The following account was found on my desk here a little while ago,
written out in a hurried longhand on the back of a slightly crumpled
A4-sized booklet. The room had been locked since I had left it, and there
was no indication of how the message came to be there. The only possible
clue was a slight static charge lingering in the air, and a faint but
unmistakable smell of burning. Both faded rapidly.
I've converted the account to the third person for your edification and
entertainment, but it is otherwise unaltered. It describes events which
are apparently to take place many hours into the future from my
perspective, and details the closing of the saga of Bob & Wendy.
Bob walked back into Jim’s bar, feeling a bit better after having stood
out in the evening air for the past few minutes. The evening was wearing
on all too rapidly, and he knew that before long the dreaded moment
would arrive: the Goodbye for the Summer. Pausing just inside the doorway,
he allowed his gaze to rest on Wendy, sitting across the room with the
various other 3rd year CS students, and his mind drifted back to his train
of thought as it had been earlier in the afternoon.
Chris Johnson’s athletic pacing up and down the Bute Hall had gone mostly
unnoticed by Bob, who had finished the exam with plenty of time to spare.
The natural exhilaration of having completed the final exam of the year
had never really taken hold; his mind was too focused on Wendy. Despite
the strength of his feelings, and even despite the inter-dimensional sword
concealed in his bag, he had to admit that it just wasn’t going to work
out between them.
She was clearly devoted to Hans, who wasn’t really such a bad guy when
not portrayed as a Die Hard-style technicolor villain. She’d been with him
for this long, and that surely had to count for something. Also, she was
just about to walk (or rather, drive) out of his life for more than three
months, during which they’d not even be in the same country. Certainly not
the ideal setting for a budding relationship. “No matter how truly
acecore it would have been”, he muttered to himself, drawing a sharp glare
from Rob “Mc” Sutherland who was also patrolling the exam hall.
Now, hours later as he looked across the bar at her, a grim acceptance began
to form.
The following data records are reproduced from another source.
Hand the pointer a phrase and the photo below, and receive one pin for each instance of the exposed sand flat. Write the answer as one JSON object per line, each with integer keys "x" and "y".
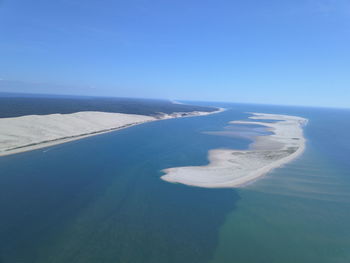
{"x": 234, "y": 168}
{"x": 31, "y": 132}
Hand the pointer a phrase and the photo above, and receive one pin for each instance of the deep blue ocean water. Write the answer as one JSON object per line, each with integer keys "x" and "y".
{"x": 100, "y": 199}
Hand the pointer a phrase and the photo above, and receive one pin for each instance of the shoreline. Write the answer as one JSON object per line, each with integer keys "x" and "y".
{"x": 229, "y": 168}
{"x": 61, "y": 140}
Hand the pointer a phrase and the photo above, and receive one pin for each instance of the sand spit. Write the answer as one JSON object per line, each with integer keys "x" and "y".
{"x": 32, "y": 132}
{"x": 234, "y": 168}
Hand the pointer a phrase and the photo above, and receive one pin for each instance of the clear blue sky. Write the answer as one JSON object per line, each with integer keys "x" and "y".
{"x": 280, "y": 52}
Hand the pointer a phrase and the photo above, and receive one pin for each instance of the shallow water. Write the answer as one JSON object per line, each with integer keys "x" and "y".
{"x": 100, "y": 199}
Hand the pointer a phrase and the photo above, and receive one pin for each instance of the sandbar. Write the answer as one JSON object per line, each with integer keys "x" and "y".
{"x": 235, "y": 168}
{"x": 30, "y": 132}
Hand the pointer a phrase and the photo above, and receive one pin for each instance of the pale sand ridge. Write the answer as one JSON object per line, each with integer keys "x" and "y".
{"x": 234, "y": 168}
{"x": 31, "y": 132}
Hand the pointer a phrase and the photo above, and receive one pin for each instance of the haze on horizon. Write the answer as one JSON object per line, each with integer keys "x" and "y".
{"x": 274, "y": 52}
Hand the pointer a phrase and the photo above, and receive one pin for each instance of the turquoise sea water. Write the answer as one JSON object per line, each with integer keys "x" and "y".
{"x": 100, "y": 199}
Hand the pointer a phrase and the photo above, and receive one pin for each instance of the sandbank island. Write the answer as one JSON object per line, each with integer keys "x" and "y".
{"x": 25, "y": 133}
{"x": 234, "y": 168}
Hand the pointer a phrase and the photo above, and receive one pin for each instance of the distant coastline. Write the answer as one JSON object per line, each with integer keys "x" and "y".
{"x": 27, "y": 133}
{"x": 235, "y": 168}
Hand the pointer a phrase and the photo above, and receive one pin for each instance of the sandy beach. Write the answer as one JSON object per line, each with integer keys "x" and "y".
{"x": 235, "y": 168}
{"x": 32, "y": 132}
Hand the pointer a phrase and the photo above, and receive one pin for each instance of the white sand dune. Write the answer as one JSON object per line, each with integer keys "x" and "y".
{"x": 31, "y": 132}
{"x": 234, "y": 168}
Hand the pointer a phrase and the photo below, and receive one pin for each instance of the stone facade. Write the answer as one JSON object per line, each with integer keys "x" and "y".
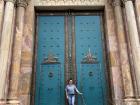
{"x": 122, "y": 28}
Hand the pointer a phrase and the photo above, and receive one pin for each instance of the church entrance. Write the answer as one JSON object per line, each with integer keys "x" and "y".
{"x": 70, "y": 45}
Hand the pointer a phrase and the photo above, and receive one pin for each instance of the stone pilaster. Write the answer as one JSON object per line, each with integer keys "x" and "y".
{"x": 1, "y": 15}
{"x": 27, "y": 56}
{"x": 16, "y": 58}
{"x": 116, "y": 80}
{"x": 137, "y": 6}
{"x": 134, "y": 38}
{"x": 5, "y": 47}
{"x": 124, "y": 60}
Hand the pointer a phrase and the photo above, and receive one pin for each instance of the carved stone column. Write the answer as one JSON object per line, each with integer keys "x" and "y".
{"x": 5, "y": 47}
{"x": 114, "y": 67}
{"x": 124, "y": 60}
{"x": 1, "y": 15}
{"x": 16, "y": 58}
{"x": 134, "y": 38}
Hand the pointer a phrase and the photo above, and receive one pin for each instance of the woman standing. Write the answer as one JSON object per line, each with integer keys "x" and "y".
{"x": 70, "y": 92}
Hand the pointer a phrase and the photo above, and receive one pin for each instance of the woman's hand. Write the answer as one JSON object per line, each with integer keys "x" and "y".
{"x": 67, "y": 96}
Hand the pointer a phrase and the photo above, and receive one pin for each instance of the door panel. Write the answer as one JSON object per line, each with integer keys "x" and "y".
{"x": 50, "y": 59}
{"x": 75, "y": 41}
{"x": 89, "y": 60}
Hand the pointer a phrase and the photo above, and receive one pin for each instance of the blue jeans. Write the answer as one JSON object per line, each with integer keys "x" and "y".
{"x": 71, "y": 99}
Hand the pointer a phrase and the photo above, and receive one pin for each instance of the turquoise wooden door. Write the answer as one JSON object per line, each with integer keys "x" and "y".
{"x": 50, "y": 61}
{"x": 76, "y": 41}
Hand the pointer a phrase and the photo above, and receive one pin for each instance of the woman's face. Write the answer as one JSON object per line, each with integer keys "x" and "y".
{"x": 70, "y": 82}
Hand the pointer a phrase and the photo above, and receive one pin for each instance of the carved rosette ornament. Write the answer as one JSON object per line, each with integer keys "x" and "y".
{"x": 128, "y": 0}
{"x": 22, "y": 3}
{"x": 116, "y": 3}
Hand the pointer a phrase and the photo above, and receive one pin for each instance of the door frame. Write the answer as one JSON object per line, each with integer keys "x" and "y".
{"x": 104, "y": 46}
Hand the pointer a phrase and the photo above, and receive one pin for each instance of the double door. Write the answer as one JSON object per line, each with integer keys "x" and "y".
{"x": 70, "y": 46}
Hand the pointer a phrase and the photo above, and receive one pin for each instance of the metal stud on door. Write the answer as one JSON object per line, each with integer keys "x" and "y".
{"x": 50, "y": 61}
{"x": 89, "y": 60}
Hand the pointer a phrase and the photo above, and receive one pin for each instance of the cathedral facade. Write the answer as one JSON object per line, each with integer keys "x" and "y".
{"x": 44, "y": 43}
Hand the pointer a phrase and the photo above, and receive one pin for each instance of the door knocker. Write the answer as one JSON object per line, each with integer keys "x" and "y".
{"x": 50, "y": 74}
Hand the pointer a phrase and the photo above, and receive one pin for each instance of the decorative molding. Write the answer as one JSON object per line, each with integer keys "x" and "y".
{"x": 68, "y": 2}
{"x": 22, "y": 3}
{"x": 51, "y": 59}
{"x": 89, "y": 58}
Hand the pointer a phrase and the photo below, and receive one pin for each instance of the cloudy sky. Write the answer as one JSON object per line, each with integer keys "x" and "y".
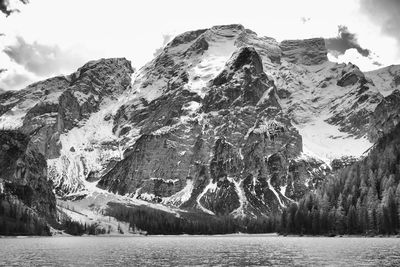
{"x": 51, "y": 37}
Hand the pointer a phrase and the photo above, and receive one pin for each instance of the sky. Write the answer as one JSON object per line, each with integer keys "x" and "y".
{"x": 52, "y": 37}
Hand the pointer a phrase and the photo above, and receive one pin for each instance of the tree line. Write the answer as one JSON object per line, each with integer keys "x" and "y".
{"x": 363, "y": 198}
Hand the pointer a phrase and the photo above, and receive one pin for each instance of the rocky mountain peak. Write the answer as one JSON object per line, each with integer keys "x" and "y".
{"x": 221, "y": 121}
{"x": 308, "y": 52}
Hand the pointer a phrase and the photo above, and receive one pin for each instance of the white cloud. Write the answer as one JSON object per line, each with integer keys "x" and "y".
{"x": 135, "y": 29}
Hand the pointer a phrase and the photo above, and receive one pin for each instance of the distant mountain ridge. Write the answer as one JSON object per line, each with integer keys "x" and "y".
{"x": 222, "y": 122}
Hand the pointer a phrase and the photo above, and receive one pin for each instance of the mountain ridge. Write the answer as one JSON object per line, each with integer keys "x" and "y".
{"x": 222, "y": 121}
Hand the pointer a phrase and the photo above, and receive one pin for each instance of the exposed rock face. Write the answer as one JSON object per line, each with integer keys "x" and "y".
{"x": 47, "y": 110}
{"x": 350, "y": 75}
{"x": 385, "y": 117}
{"x": 222, "y": 121}
{"x": 215, "y": 141}
{"x": 307, "y": 52}
{"x": 23, "y": 174}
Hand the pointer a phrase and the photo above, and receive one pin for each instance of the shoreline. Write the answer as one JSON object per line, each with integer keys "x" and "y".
{"x": 216, "y": 235}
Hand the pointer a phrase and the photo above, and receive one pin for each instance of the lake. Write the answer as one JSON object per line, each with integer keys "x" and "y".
{"x": 229, "y": 250}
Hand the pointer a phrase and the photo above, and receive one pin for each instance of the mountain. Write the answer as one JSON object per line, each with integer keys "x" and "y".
{"x": 362, "y": 198}
{"x": 27, "y": 201}
{"x": 221, "y": 122}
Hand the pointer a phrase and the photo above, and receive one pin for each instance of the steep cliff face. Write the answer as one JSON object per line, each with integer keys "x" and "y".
{"x": 48, "y": 110}
{"x": 221, "y": 121}
{"x": 203, "y": 147}
{"x": 386, "y": 116}
{"x": 23, "y": 175}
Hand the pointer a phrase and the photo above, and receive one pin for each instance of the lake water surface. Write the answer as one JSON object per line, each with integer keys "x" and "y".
{"x": 230, "y": 250}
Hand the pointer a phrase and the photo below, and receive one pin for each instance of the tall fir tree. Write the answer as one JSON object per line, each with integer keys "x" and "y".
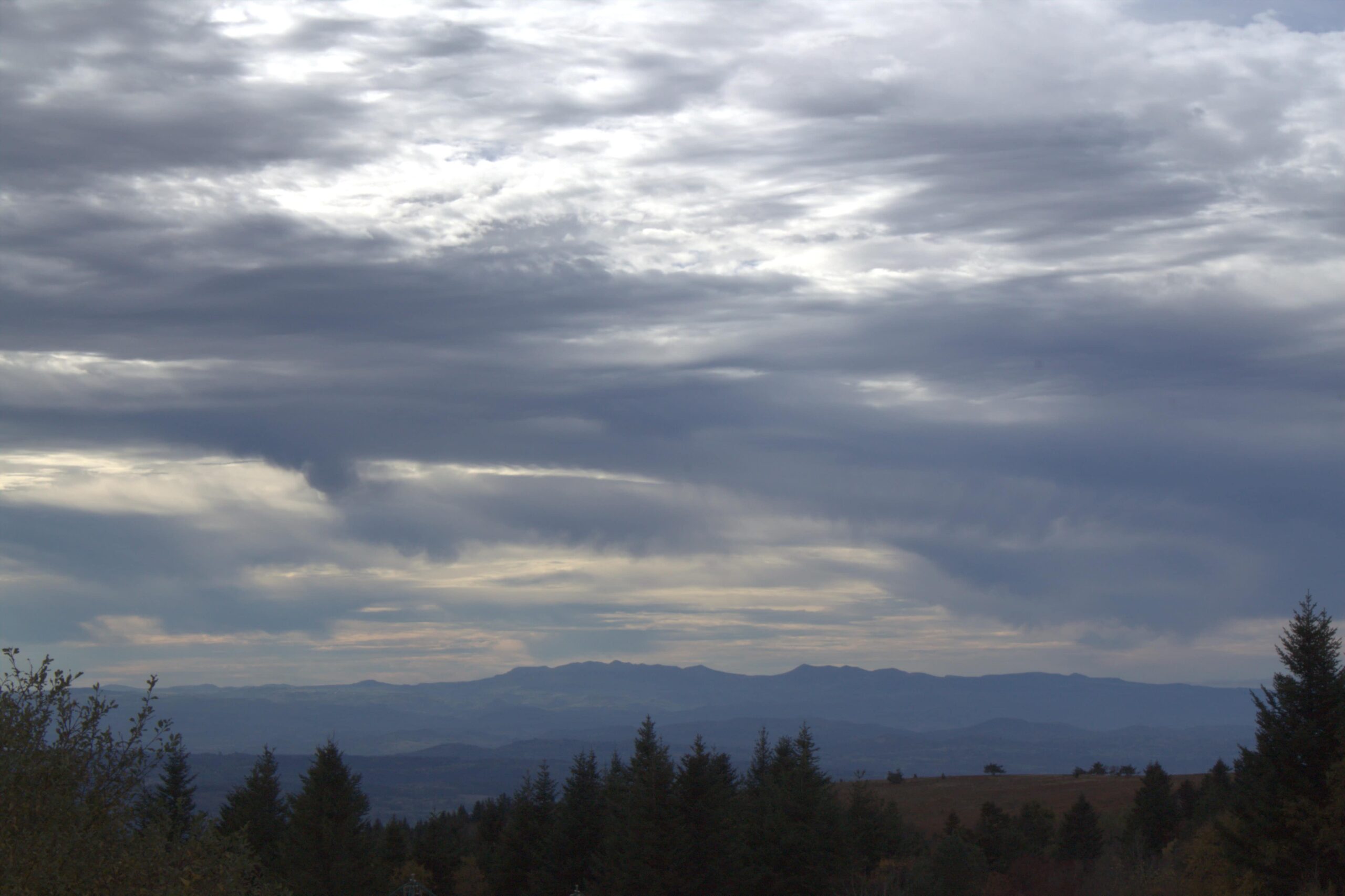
{"x": 1080, "y": 839}
{"x": 1282, "y": 789}
{"x": 639, "y": 847}
{"x": 1154, "y": 815}
{"x": 175, "y": 796}
{"x": 257, "y": 810}
{"x": 526, "y": 868}
{"x": 803, "y": 821}
{"x": 328, "y": 851}
{"x": 705, "y": 844}
{"x": 577, "y": 835}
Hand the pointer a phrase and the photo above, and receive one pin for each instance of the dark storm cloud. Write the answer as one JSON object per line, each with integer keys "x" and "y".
{"x": 1117, "y": 418}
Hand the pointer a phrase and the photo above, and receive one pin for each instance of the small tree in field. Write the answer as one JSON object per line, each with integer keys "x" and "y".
{"x": 1156, "y": 815}
{"x": 1080, "y": 836}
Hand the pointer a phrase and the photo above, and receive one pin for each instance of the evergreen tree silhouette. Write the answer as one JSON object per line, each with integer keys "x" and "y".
{"x": 577, "y": 835}
{"x": 328, "y": 851}
{"x": 175, "y": 796}
{"x": 1154, "y": 815}
{"x": 1080, "y": 837}
{"x": 257, "y": 810}
{"x": 1282, "y": 789}
{"x": 707, "y": 839}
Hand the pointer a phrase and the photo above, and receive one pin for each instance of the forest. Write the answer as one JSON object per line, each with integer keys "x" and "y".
{"x": 92, "y": 808}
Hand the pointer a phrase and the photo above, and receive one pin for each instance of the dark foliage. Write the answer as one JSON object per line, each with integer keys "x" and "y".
{"x": 1282, "y": 802}
{"x": 328, "y": 849}
{"x": 256, "y": 810}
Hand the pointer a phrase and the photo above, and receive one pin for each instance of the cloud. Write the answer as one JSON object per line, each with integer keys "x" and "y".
{"x": 743, "y": 339}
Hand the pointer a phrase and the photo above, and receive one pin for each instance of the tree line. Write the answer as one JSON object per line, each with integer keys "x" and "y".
{"x": 92, "y": 811}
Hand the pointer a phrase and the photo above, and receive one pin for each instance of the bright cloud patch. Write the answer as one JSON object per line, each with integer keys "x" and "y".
{"x": 957, "y": 337}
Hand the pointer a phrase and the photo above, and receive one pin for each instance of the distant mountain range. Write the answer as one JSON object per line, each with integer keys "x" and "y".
{"x": 540, "y": 703}
{"x": 424, "y": 747}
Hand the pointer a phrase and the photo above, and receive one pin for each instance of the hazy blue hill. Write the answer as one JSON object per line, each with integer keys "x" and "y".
{"x": 448, "y": 774}
{"x": 549, "y": 703}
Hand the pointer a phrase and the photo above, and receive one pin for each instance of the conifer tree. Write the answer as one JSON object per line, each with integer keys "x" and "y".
{"x": 526, "y": 863}
{"x": 174, "y": 802}
{"x": 257, "y": 810}
{"x": 707, "y": 837}
{"x": 1154, "y": 815}
{"x": 640, "y": 835}
{"x": 1282, "y": 791}
{"x": 803, "y": 820}
{"x": 328, "y": 849}
{"x": 1080, "y": 837}
{"x": 579, "y": 827}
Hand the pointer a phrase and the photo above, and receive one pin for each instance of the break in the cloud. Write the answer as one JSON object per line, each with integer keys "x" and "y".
{"x": 424, "y": 339}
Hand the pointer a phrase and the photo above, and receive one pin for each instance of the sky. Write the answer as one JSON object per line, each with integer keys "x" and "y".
{"x": 419, "y": 341}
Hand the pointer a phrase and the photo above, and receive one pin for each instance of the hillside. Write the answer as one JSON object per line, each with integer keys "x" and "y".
{"x": 540, "y": 703}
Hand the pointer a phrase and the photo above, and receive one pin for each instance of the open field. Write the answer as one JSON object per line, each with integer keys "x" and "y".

He’d simply have to accept this and try to move on as best he could.
She glanced up, somehow aware of being watched, but he had already averted
his eyes and resumed his course towards one of the other tables in the cluster
which had been occupied by increasingly drunken would-be computing scientists.
Had he made eye-contact with her at that point, he would have found her
expression unreadable.
Time ran both quickly and slowly, as it does on occasions which are both a
beginning and an ending, and finally, from the corner of his eye, he saw
her rise from her chair. In retrospect, the lurch his stomach executed on cue
wasn’t quite as bad as he might earlier have predicted. This, then, was it.
At length, having said her goodbyes to almost everyone else, she finally
reached the table where he sat with his few closest friends. He stood up, and
set his face in a well-practised and hopefully breezy smile. She was saying
something now, but it was scarcely registering. Perhaps a thank-you for
revision help during the exams, or best wishes for the holiday period.
He managed to respond almost automatically. He hoped she’d have a great summer
too. Yes, he’d certainly stay in touch. Of course she’d be back for 4th year.
And so on.
The pleasantries drew to a close, and she began to turn to leave. Without
being aware of having thought about it, he kissed her on the cheek; the
gesture of a friend. Innocuous. Reasonable. She smiled. He thought that
that might just be enough.
Then she was gone, and time resumed its normal pace. The environment
regained its suddenly brash and somehow crass loudness and vibrance. In the
ages-old tradition observed in such situations, he ordered another drink.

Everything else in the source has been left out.